Tuesday, December 23, 2008

"Booty Camp"


Sarah was tall, brunette and beautiful in a blue, skintight dress. After chatting with her for 15 minutes at The Spotted Pig in the West Village, it was time to move in for the digits.

"You should give me your number," I said as a statement instead of a request, just as they taught me at Love Systems boot camp for would-be pickup artists.

"Why don't you just give me your e-mail address?" she replied.

The odds of her actually e-mailing me seemed to fall somewhere between unlikely and impossible. So I stammered, searching for a suave response.
"Booty Camp?" (shrugs)...the approach was weak. It might have worked with a swinging pocket watch and hypnosis...but overall...weak.

Here...try some of mine:

1. Can I buy you a drink...or should I just give you the money?

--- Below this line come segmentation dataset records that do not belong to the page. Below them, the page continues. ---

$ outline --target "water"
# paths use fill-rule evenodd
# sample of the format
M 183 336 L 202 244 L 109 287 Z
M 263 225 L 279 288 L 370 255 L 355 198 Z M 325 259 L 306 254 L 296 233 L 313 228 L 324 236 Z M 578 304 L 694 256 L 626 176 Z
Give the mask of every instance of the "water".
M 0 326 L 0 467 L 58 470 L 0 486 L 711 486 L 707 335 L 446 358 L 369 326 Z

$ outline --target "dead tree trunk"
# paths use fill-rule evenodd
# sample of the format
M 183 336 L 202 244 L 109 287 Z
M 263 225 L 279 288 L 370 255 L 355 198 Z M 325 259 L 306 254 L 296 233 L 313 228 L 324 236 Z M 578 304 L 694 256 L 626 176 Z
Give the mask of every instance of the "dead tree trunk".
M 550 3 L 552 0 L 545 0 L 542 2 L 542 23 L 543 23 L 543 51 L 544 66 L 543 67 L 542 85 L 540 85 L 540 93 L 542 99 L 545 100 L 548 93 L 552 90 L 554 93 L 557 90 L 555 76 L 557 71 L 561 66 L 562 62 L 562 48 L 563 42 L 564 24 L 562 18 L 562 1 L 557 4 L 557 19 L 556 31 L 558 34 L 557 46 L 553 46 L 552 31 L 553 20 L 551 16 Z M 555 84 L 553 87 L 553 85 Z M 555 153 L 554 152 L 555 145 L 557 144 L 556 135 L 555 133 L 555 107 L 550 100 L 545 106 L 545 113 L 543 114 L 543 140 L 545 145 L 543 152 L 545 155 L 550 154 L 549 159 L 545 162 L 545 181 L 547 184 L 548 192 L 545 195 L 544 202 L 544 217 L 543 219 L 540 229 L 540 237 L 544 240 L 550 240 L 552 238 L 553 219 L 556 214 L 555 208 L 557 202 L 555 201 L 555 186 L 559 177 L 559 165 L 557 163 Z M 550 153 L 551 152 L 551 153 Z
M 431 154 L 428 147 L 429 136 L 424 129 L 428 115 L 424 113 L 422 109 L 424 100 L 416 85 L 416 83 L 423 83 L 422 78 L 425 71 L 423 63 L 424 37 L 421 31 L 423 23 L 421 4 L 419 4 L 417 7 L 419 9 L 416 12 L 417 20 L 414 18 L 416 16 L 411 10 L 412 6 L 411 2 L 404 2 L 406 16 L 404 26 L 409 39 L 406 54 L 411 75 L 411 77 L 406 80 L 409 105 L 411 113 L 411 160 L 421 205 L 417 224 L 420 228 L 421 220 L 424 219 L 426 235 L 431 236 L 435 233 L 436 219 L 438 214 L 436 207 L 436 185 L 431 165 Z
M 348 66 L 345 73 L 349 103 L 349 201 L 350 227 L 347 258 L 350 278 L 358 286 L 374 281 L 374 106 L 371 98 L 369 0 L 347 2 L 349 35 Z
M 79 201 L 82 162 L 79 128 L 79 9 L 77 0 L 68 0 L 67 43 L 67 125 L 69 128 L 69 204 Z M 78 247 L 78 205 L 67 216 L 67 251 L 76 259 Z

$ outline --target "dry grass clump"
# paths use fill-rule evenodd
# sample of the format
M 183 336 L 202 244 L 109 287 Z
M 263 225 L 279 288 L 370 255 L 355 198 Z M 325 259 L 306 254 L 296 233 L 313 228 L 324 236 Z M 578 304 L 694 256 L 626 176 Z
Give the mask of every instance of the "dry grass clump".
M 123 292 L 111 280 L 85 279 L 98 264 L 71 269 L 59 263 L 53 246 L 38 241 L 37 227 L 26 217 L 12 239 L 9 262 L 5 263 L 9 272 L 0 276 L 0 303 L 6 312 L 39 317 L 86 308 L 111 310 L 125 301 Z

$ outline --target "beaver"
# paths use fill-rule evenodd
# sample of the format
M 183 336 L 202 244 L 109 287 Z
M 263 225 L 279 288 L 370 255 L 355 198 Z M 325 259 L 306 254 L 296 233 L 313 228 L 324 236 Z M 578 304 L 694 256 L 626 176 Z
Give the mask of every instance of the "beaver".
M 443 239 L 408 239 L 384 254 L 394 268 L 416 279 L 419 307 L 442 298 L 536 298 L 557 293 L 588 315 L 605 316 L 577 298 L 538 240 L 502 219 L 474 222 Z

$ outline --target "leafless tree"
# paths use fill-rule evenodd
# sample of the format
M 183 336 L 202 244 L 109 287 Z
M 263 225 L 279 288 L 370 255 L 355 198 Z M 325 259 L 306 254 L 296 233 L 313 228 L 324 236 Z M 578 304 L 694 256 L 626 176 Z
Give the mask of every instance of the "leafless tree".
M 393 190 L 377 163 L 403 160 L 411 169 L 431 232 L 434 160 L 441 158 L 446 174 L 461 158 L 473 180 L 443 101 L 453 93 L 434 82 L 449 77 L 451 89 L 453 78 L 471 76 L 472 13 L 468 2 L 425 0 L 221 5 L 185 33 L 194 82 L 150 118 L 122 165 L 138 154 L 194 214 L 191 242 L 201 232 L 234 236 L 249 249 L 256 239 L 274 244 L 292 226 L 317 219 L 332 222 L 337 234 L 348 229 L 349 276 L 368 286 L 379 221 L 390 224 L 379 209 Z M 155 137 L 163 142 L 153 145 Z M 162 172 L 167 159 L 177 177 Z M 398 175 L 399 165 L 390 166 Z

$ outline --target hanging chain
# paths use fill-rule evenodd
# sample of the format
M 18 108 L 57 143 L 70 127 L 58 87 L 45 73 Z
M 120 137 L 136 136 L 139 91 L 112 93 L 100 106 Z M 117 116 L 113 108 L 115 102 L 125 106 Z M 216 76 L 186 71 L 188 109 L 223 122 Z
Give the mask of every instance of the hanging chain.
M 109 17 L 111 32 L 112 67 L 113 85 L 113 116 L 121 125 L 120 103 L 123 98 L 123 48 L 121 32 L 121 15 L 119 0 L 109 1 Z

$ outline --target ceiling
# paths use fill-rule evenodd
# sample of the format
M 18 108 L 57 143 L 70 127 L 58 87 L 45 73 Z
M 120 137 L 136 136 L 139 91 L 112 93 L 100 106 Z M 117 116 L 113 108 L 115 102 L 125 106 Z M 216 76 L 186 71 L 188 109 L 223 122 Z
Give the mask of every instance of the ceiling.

2. Ummmm...it seems I lost my cute little puppy around here somewhere. I'm going across the street to that hotel that charges by the hour to see if she went over there...will you help me?

3. Or...you could just be yourself (unless you're a jerk)...show interest by asking more than telling...truly listen to her answers, and don't interject "advice" or "solutions" to things she might be dealing with unless asked. That is nothing but arrogant narcisism. It other words...you have two ears...use them. If you want to show respect to someone...LISTEN.

So ends the Worm's Christmas tips for dating...Of course, this is New York we're talking about here...so flash the Rolex whenever you can.